A victim of product liability can seek financial compensation for all economic losses, including medical bills, lost earnings, funeral bills and property damage, as well as general harms, such as permanent injury to the body, pain and suffering, disability, and the inability to perform tasks. In some cases, a spouse may also be able to recover some losses and punitive damages may be awarded to the victim as a punishment to the defendant.
What documents and information about my product injury should I save?
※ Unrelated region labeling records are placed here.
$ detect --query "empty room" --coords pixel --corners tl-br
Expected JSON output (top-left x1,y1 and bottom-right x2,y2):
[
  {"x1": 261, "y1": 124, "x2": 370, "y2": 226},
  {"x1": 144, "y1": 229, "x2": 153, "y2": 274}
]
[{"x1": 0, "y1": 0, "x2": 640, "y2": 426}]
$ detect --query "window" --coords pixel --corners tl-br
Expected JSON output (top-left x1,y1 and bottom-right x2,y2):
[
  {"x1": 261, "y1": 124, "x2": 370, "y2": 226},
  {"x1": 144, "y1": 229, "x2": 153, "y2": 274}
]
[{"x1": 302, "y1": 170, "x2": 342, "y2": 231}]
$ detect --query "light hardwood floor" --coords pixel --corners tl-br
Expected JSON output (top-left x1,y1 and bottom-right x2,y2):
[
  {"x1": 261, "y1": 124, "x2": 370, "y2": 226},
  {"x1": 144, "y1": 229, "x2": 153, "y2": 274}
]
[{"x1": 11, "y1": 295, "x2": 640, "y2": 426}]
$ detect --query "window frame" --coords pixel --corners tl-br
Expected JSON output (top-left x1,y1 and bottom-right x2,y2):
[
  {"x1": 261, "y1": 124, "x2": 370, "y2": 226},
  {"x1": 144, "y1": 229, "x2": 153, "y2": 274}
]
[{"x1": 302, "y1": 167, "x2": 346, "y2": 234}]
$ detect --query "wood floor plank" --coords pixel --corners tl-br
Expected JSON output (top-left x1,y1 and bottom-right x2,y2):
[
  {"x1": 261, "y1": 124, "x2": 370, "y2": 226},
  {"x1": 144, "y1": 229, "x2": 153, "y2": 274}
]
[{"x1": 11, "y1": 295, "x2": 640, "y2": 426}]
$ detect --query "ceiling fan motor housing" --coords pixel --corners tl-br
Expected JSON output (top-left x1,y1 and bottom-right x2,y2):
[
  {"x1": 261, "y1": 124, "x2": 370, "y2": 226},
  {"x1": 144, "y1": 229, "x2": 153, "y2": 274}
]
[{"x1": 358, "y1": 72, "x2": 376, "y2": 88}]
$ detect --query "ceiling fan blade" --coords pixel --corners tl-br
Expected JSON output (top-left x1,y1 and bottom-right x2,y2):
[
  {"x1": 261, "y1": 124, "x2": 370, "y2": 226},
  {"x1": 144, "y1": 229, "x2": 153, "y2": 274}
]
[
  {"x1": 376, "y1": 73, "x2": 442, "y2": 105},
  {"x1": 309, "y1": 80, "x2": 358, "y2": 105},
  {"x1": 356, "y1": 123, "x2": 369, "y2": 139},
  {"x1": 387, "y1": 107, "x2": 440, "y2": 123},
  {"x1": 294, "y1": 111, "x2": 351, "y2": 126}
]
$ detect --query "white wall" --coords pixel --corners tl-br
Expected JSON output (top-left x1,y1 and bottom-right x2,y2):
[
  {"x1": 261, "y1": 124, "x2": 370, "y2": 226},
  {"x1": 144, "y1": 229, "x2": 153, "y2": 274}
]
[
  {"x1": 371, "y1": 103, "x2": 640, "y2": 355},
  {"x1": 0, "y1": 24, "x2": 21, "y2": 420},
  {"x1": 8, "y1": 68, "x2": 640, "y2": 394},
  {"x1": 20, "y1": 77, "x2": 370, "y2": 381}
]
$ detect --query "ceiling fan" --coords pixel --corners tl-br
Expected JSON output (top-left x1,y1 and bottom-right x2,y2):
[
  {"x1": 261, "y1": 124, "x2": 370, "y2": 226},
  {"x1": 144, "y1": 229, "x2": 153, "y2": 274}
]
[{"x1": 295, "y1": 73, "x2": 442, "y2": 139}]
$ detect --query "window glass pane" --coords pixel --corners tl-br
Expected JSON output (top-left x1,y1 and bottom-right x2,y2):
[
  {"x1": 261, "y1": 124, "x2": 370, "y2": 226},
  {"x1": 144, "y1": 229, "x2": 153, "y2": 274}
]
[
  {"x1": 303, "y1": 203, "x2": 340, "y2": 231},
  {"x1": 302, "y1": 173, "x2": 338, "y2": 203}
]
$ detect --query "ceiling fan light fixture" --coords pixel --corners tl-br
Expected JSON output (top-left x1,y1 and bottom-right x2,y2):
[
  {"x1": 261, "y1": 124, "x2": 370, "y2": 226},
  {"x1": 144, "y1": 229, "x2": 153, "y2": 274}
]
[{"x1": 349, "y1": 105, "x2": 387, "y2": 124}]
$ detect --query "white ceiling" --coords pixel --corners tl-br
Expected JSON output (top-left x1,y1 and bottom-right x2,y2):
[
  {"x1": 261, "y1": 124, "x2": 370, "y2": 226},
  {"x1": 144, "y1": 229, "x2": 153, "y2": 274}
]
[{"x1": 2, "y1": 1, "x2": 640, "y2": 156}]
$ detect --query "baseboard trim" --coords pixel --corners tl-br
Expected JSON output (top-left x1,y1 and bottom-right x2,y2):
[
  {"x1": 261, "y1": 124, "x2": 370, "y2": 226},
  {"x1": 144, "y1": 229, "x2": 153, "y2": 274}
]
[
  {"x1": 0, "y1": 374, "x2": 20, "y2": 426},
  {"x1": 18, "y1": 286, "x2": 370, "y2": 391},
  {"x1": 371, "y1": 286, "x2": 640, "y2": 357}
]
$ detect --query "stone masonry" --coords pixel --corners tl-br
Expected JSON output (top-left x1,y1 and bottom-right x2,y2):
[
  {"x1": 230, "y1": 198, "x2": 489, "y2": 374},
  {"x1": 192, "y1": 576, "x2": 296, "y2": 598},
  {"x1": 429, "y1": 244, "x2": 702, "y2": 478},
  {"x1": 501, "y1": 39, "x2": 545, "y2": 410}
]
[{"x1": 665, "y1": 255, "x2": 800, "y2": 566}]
It is essential to immediately secure possession of the product that caused the injury and retain it throughout the case. The sooner an attorney is notified the better, so that the firm can begin to perform a detailed investigation and inspection of the product. A lawyer will also be able to advise on what items to save and what to discard based on the specific details of the case. Examples include:
- The Product
- Photographs of the Product and Injuries
- A list of Everyone Who Saw the Injury Occur or Knew of the Product’s Condition
- Evidence of Product Ownership; purchase orders, receipts, and/or owner’s manuals
- A List of Health Care Providers
- Medical Bills for Treatment of the Injuries
- Tax Returns, W-2 Forms and Pay Stubs
How long do products liability cases take and what are my responsibilities?
Missouri Products liability cases can take months to years before going to trial. First, a potential claim is investigated to determine if there is adequate proof of an unreasonably dangerous product. Experienced product liability attorneys, expert witnesses and investigators work together to identify liable parties, pinpoint any negligent acts and inspect the product. Although some cases settle before then; it is essential to proceed as if the matter is going to a jury trial.
Throughout the litigation process, Padberg, Corrigan & Appelbaum attorneys and staff form a partnership with clients. The client’s cooperation in communicating important information to the firm, such as changes in medical status, employment status and contact information, is crucial to ensuring as thorough and quick of a process as possible. Clients can also expect to provide written discovery, produce requested documents, answer questions, and give a deposition. Finally, the client will need to be present during trial and an appellate trial, if applicable.
Is there a case if I am injured while misusing a product?
It is sometimes possible to have a product liability case when someone becomes injured while he or she was not using the product as intended. One example is if the manufacturer or seller should have reasonably anticipated the specific use and did not warn of its risks.
How long do I have to file a product liability case in Missouri and Illinois?
Product liability cases have statue of limitations, or time limits in which an injured person can file a claim. In Missouri, a person typically has five years to sue for an injury caused by a defective product. In Illinois, an action must be brought within two years of the date on which the injury occurred. However, in both states there are other factors that may further affect the time limit, for example if the product caused a death, and an attorney can best determine the product liability statue of limitations in a particular case.
How much does a product liability case cost?
Padberg, Corrigan & Appelbaum does not charge clients for attorneys’ fees and will cover all upfront costs for experts and investigations. We work under a contingency fee agreement, which means the payment is dependent on Padberg, Corrigan & Appelbaum winning the case. If we win through settlement or judgment, then the client is responsible for repaying those upfront expenses and Padberg, Corrigan & Appelbaum obtains an agreed upon percentage of the winnings. However, if we don’t win, the client owes us nothing.